“We’re…seeing what we are calling pretty much an epidemic of syphilis among [MSM] men who have sex with men – that really started in the early – 2000, 2002, but we’ve seen a dramatic increase since 2008,” Dr. Gail Bolan, director of CDC’s Division of STD Prevention, said at a briefing by the National Coalition of STD Directors (NCSD). Bolan also spoke about the increasing threat of gonorrhea: in 2013, the CDC released the report, “Antibiotic Resistance Threats in the United States;” “We’re very concerned about the threat of untreatable gonorrhea,” Bolan said. “Gonorrhea has been determined by the threat report at CDC to be one of the top three urgent threats in this country. We are down to the last antibiotic – class of antibiotic -- available to treat this organism and this organism has traditionally outsmarted us with every drug we’ve put at it,” Bolan continued.
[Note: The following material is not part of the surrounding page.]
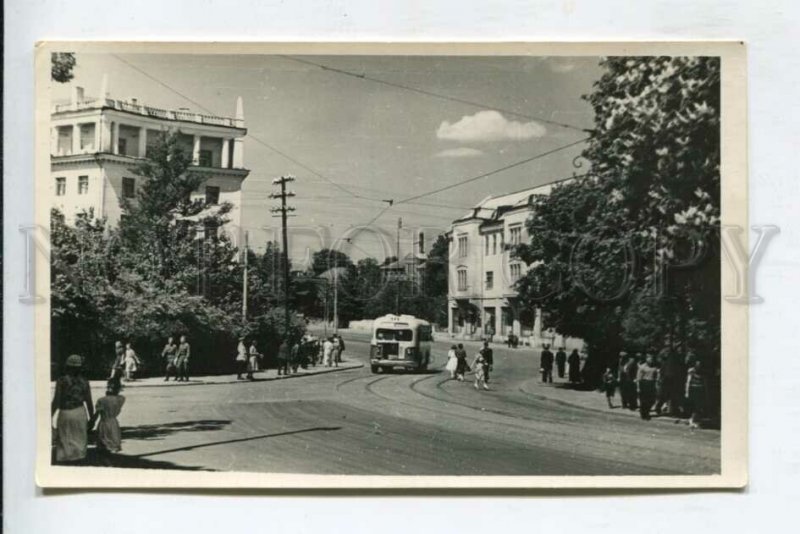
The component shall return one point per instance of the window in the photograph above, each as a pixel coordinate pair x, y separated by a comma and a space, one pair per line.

Bolan additionally said there is a rise in the spread of Shigella, a diarrhea that can be caused by “exposure to feces through sexual contact.” Both the CDC and its European counterpart have reported the spread of Shigella among MSM.*
*In 2013, the CDC declared antibiotic-resistant Shigella an urgent threat in the United States. Resistance to traditional first-line antibiotics like ampicillin and trimethoprim-sulfamethoxazole is common among Shigella globally, and resistance to some other important antibiotics is increasing…—the two antibiotics most commonly used to treat shigellosis—have been reported recently within the United States and other industrialized countries. About 27,000 Shigella infections in the United States every year are resistant to one or both of these antibiotics. When pathogens are resistant to common antibiotic medications, patients may need to be treated with medications that may be less effective, but more toxic and expensive.